En effet, l’inacceptable et invraisemblable confusion des informations du Parquet et de la police de Cologne a fini par enfumer le caractère percutant des premiers témoignages, qui convergeaient pourtant pour évoquer la grande brutalité des agressions, leur caractère manifestement concerté, et l’origine déclarée de leurs auteurs[5].

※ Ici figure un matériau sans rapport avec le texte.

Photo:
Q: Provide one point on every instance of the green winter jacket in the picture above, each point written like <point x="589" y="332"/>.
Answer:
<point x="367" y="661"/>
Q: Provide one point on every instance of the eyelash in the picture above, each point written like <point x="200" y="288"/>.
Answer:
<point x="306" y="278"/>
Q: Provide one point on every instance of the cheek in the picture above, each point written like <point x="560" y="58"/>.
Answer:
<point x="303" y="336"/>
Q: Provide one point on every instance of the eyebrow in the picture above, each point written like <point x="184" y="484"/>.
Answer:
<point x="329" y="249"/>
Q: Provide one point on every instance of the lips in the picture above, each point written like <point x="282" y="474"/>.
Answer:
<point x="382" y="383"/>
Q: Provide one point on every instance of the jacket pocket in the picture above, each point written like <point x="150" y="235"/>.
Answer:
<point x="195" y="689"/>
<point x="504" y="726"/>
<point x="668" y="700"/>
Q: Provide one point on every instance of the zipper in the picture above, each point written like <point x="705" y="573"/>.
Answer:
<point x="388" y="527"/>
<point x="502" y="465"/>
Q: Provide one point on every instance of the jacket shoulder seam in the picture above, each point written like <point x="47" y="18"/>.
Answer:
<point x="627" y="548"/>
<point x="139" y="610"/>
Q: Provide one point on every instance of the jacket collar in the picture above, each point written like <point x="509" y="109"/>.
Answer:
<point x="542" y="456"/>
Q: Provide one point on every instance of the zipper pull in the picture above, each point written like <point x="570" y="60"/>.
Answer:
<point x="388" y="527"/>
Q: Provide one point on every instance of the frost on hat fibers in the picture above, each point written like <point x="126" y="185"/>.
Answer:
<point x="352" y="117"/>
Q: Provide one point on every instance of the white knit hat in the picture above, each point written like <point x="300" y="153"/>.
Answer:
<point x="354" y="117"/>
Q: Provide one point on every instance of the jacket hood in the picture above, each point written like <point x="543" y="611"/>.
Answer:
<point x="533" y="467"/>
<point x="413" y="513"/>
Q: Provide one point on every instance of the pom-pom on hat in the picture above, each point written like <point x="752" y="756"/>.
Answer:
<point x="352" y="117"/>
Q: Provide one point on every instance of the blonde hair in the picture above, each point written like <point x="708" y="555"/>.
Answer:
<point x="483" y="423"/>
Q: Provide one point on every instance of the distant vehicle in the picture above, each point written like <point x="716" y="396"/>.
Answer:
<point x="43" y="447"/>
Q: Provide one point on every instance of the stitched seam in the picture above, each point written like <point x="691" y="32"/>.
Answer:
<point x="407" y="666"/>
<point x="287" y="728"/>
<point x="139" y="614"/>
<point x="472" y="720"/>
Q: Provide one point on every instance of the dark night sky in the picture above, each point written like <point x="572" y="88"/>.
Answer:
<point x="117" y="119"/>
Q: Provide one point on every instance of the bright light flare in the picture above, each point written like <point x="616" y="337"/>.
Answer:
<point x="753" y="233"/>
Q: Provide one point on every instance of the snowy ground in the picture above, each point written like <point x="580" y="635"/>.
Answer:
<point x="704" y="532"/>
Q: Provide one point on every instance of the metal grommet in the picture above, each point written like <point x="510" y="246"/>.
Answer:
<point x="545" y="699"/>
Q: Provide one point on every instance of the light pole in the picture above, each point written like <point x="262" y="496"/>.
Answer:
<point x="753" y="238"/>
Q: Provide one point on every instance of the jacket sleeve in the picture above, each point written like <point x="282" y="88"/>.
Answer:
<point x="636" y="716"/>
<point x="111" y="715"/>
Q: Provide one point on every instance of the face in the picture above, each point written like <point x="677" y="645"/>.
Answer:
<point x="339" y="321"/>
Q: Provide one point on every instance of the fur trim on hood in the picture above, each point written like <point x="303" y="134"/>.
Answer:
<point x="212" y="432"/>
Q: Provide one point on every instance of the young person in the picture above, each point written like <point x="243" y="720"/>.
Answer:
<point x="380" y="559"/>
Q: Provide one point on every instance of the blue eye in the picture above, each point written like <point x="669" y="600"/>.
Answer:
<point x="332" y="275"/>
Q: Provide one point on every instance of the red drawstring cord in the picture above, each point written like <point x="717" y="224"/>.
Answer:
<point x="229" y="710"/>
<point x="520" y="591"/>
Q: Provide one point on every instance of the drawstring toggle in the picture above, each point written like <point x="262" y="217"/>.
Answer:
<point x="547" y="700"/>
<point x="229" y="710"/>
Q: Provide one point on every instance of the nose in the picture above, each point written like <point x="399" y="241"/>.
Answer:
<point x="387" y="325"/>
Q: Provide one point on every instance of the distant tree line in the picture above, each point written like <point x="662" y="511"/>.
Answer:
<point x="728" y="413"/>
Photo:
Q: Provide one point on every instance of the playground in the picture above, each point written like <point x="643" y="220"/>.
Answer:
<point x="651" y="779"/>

D’emblée, l’attention des médias et du monde politique s’est concentrée sur les auteurs, et la polémique a fait rage autour de leur statut. Pour décrire ce qui s’est produit à Cologne, les médias ont d’abord évoqué des exactions commises par des réfugiés, peut-être dans le cadre d’une manipulation de l’extrême-droite – Pegida[6]. Depuis que les informations du Parquet ont relativisé l’imputation générale des violences à des candidats réfugiés, de nouvelles narrations se sont imposées dans la presse. Certains soulignent avec insistance le fait qu’il y avait moins d’agressions sexuelles que de vols. Ainsi, le 12 février, à deux reprises, sur Matin Première (RTBF la Première), le journaliste a rassuré l’audience : non, « la majorité des agressions du soir du Nouvel An n’étaient pas à caractère sexuel« [7]. Les agressions sexuelles ne concernent « que » 452 cas sur plus de 1000 faits rapportés. D’autres mettent en avant le fait que le but réel de ces violences sexuelles était le vol. Mécontent de la discussion qui se tenait sur mon profil Facebook, un de mes contacts qualifiait mes hypothèses de « délirantes » et soutenait pour sa part que ces violences sexuelles, « bien connues de la police » (cette personne sous pseudonyme affirmait travailler à la police judiciaire, section « moeurs mineures »), visent en réalité à commettre des vols, et que toute autre présentation des faits conduit à stigmatiser les musulmans. Ces différents récits partagent la caractéristique de relativiser la gravité des faits, par exemple au regard des atteintes à la propriété privée.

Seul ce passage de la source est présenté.